Positive control results:
All acceptance criteria were fulfilled in both runs.
Run / experiment:
other: 1
Parameter:
other: max. induction factor
Value:
1.13
Vehicle controls validity:
valid
Negative controls validity:
valid
Positive controls validity:
valid
Remarks on result:
other: no potential to activate Nrf2 transcription factor
Run / experiment:
other: 2
Parameter:
other: max. induction factor
Value:
1.28
Vehicle controls validity:
valid
Negative controls validity:
valid
Positive controls validity:
valid
Remarks on result:
other: no potential to activate Nrf2 transcription factor
Other effects / acceptance of results:
All acceptance criteria were fulfilled in both runs. They were therefore considered to be valid.
Both runs were performed using the following concentrations: 0.98, 1.95, 3.91, 7.81, 15.6, 31.3, 62.5, 125, 250, 500, 1000 and 2000 μM in culture medium containing 1% DMSO.
At these tested concentrations no precipitate/emulsion was observed at the end of the 48-hour treatment period, in any test item-treated wells and in either run,no noteworthy decrease in cell viability was noted (i.e. cell viability > 70%). Therefore, neither IC30, nor IC50 was calculated in either run, no statistically significant gene-fold induction above the threshold of 1.5 was noted in comparison to the negative control, at any tested concentrations and in either run, moreover, and for both runs, the Imax values were < 1.5 (i.e. 1.13 and 1.28 in the first and second runs, respectively) and thus no EC1.5 was calculated.
Interpretation of results:
other: the test item was negative in the KeratinoSens assay
Conclusions:
Under the experimental conditions of this study, the test item was negative in the KeratinoSens assay and therefore was considered to have no potential to activate the Nrf2 transcription factor.
Endpoint conclusion
Endpoint conclusion:
no adverse effect observed (not sensitising)

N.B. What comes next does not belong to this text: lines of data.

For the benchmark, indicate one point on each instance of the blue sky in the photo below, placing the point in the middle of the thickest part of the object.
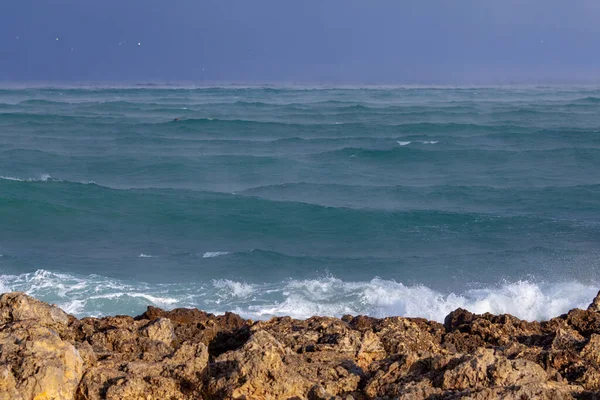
(308, 41)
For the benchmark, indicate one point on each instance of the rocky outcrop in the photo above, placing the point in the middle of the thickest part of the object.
(190, 354)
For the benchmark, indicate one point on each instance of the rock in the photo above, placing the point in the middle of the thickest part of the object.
(595, 304)
(256, 371)
(487, 369)
(190, 354)
(160, 330)
(19, 307)
(37, 363)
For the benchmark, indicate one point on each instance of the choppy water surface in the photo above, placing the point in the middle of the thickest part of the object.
(270, 201)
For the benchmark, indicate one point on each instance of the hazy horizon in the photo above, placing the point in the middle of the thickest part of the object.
(335, 42)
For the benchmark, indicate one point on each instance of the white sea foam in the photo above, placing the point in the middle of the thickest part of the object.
(232, 288)
(211, 254)
(95, 295)
(41, 178)
(406, 143)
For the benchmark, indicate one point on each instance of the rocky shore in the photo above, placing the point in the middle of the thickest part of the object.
(189, 354)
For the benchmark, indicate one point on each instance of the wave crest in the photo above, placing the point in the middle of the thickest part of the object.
(330, 296)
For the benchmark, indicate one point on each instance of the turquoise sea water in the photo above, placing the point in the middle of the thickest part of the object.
(301, 201)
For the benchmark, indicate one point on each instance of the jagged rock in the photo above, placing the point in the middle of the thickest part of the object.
(18, 306)
(486, 369)
(36, 363)
(190, 354)
(257, 371)
(595, 304)
(160, 330)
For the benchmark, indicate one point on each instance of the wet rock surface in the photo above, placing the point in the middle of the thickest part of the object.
(190, 354)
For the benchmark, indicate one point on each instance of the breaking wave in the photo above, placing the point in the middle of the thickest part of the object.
(95, 295)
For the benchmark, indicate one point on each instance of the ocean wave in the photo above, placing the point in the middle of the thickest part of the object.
(41, 178)
(330, 296)
(406, 143)
(142, 255)
(212, 254)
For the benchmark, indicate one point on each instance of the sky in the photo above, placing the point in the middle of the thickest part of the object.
(302, 41)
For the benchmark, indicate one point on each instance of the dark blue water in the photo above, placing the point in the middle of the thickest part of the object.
(302, 201)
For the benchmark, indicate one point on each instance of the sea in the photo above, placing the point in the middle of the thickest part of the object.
(301, 200)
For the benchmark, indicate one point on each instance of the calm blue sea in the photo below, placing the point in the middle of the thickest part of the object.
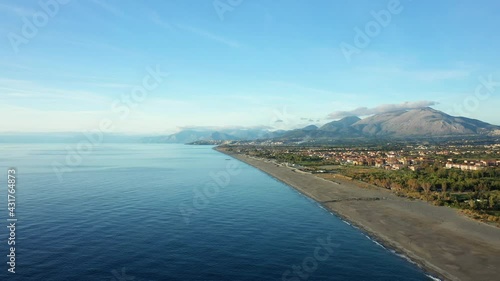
(174, 212)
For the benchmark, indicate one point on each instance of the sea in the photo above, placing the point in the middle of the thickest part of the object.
(139, 212)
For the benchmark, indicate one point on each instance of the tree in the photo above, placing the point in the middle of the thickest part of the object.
(427, 187)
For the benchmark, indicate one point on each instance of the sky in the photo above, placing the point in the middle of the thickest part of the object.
(154, 67)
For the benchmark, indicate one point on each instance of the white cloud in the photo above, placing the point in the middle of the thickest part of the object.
(364, 111)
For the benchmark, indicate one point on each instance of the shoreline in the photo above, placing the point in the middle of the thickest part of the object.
(439, 240)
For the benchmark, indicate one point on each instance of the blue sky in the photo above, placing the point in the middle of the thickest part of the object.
(242, 63)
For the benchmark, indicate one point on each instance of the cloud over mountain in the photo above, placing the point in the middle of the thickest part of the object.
(364, 111)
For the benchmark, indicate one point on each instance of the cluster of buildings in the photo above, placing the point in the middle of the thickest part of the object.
(471, 165)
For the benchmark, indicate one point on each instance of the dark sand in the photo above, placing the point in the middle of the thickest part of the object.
(444, 242)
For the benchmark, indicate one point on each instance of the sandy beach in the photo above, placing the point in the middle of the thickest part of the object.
(445, 243)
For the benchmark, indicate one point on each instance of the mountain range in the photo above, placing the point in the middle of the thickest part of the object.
(413, 123)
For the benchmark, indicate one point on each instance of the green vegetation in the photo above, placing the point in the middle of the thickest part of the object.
(477, 192)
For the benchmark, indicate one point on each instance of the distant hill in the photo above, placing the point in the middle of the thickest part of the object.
(192, 135)
(414, 123)
(421, 122)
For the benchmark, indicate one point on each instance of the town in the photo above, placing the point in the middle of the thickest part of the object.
(465, 176)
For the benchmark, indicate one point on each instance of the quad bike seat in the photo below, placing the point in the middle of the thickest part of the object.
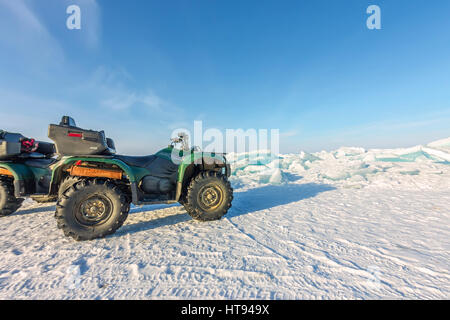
(157, 166)
(137, 161)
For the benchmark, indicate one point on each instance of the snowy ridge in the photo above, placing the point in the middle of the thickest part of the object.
(352, 223)
(347, 166)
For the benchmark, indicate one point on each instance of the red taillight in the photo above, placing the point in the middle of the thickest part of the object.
(74, 134)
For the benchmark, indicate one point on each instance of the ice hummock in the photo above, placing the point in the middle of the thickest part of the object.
(347, 166)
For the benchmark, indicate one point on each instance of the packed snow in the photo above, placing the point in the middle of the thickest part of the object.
(351, 223)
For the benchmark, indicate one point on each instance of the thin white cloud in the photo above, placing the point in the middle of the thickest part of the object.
(22, 33)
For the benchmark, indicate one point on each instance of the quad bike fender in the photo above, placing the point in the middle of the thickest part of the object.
(204, 161)
(23, 178)
(59, 170)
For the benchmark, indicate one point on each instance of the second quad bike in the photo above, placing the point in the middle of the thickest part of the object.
(95, 186)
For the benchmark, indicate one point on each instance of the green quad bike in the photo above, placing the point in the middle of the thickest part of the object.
(26, 169)
(95, 187)
(97, 204)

Justification for classification or non-classification

The test material gave a negative response in the KeratinoSens assay and therefore was considered to have no potential to activate the Nrf2 transcription factor.

The test material was found to be unsuitable for use in a DPRA test.

The test material was found to be negative in the h-CLAT test method.

Results from the KeratinoSens assay and h-CLAT test can be used in combination to support the discrimination between skin sensitisers and non-sensitisers in the context of Integrated Approaches to Testing and Assessment (IATA). As both of these studies gave a negative result for skin sensitisation the test material is determined to not meet the criteria for classification as a skin sensitiser (UN GHS).